Hay un estado emocional para el que no consigo encontrar una palabra. Se trata de una sensación que me paraliza y que la sitúo entre el hastío y la ansiedad. Me sucede de vez en cuando y no sé si es síntoma de estos tiempos. Tampoco sé si a ustedes les pasa lo mismo.
¿Es hastío, fastidio o aburrimiento? Hastío, del latín fastidium. Según la segunda acepción del Diccionario de la RAE, “disgusto”. Fastidio: enfado, cansancio, aburrimiento, tedio. Aburrimiento: cansancio del ánimo (cómo me gusta cuando la RAE se pone poética, lo digo sin ironía) originado por falta de estímulo o distracción, o por molestia reiterada. Si bien la falta de estímulo o distracción no la conozco, la “molestia reiterada” la siento casi diariamente, en cuanto me asomo a la realidad. Y ya puestos, veamos cómo define la RAE “realidad”: según su segunda acepción es “lo que ocurre verdaderamente”. Igual les sorprende tanto como a mí esta definición decimonónica de la realidad, su falta de cuestionamiento del concepto de “verdad”, pero precisamente por ello me sirve para esta reflexión.
¿Cómo sé, por ejemplo, lo que está “ocurriendo verdaderamente” hoy en un campo de refugiados de Lesbos? La opción más implicada sería tomar un avión y plantarme allí, y aun así, posiblemente, no sabría lo que está ocurriendo verdaderamente porque me faltaría conocimiento, contexto, información, vivencias, perspectiva.
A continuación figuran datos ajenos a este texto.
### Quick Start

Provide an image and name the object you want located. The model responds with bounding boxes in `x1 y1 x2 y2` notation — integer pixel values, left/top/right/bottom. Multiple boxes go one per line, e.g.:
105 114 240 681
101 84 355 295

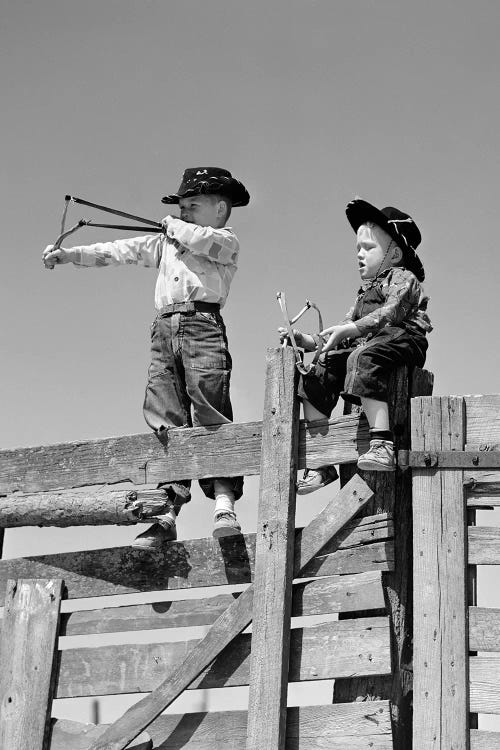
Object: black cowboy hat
161 167 250 206
345 198 425 281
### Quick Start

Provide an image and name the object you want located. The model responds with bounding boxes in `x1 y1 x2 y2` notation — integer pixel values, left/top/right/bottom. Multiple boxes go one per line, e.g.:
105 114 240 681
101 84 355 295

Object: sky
0 0 500 736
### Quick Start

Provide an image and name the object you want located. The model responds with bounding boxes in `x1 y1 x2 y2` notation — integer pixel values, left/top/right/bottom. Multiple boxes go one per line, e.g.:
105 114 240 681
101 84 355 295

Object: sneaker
358 439 396 471
296 466 339 495
132 521 177 552
212 510 241 539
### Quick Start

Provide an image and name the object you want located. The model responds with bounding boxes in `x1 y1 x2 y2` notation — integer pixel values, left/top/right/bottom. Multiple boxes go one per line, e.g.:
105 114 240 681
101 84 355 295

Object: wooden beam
412 397 469 750
247 347 299 750
0 415 368 495
85 477 372 750
142 701 392 750
0 580 62 750
0 516 394 599
60 571 384 636
56 617 391 698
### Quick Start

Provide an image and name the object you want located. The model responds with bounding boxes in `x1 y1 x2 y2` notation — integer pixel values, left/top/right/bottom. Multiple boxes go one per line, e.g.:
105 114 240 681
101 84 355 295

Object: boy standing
279 198 432 495
43 167 250 550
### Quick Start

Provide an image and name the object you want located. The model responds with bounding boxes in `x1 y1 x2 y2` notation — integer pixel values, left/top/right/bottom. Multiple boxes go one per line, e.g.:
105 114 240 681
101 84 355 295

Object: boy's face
356 224 395 279
179 195 220 227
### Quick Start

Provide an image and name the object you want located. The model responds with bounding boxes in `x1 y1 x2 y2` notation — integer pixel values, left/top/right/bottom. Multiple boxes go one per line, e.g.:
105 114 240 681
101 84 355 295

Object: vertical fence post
247 347 298 750
0 579 63 750
412 396 469 750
La opción más realista, es decir, en consonancia con las posibilidades reales de mi existencia, sería enterarme a través de las noticias que publiquen diversos medios de comunicación, sumando así perspectivas que me acerquen a esa realidad. Pero ¿de qué noticias hablo? Los campos de refugiados de Lesbos no tienen nada nuevo que ofrecer a los medios salvo el mismo horror que hace tres años. Escojo este ejemplo no por casualidad. Hace unos días oí en la radio una breve noticia: Médicos Sin Fronteras estaba intentando desplazar a algunos refugiados de Lesbos en condiciones críticas de salud. Desde que escuché la noticia he estado buscando más información, pero no encuentro nada, excepto un artículo que una joven voluntaria, Caroline Willemen, escribió para El Periódico sobre su experiencia allí. Otra opción a mi alcance es buscar información en las redes sociales de ONG que trabajan en Lesbos y ver qué se cuenta sobre esos posibles desplazamientos. Y ahí encuentro por un lado el impulso solidario, la desesperación, el compromiso, las llamadas de ayuda de los que intentan reducir la dimensión del horror en el que viven los refugiados. Pero también me encuentro con ese otro lado de la realidad, de lo que “ocurre verdaderamente” que no quiero ver, que me gustaría que no existiera: esos comentarios tan predecibles como despreciables del tipo “si tanto los quieres, mételos en tu casa”, o que si las mafias, que si el terrorismo.
Y ante este tipo de situaciones (la imposibilidad de entender realidades que ya no son noticia pero que deberían preocuparnos porque: ¿cómo podemos permitir que haya miles de personas viviendo en condiciones de campos de concentración en la Europa de 2019?; o la existencia de gentes que piensan que ese horror es aceptable o incluso deseable) es cuando a veces me entra ese cansancio del ánimo, ese hastío que me paraliza, que me impide reaccionar, pensar, escribir. Y es entonces cuando la angustia se me dispara. Porque sé que lo último que podemos hacer ahora es rendirnos, paralizarnos, quedarnos como vacas mirando al tren. Un tren que lleva su propia carga al matadero.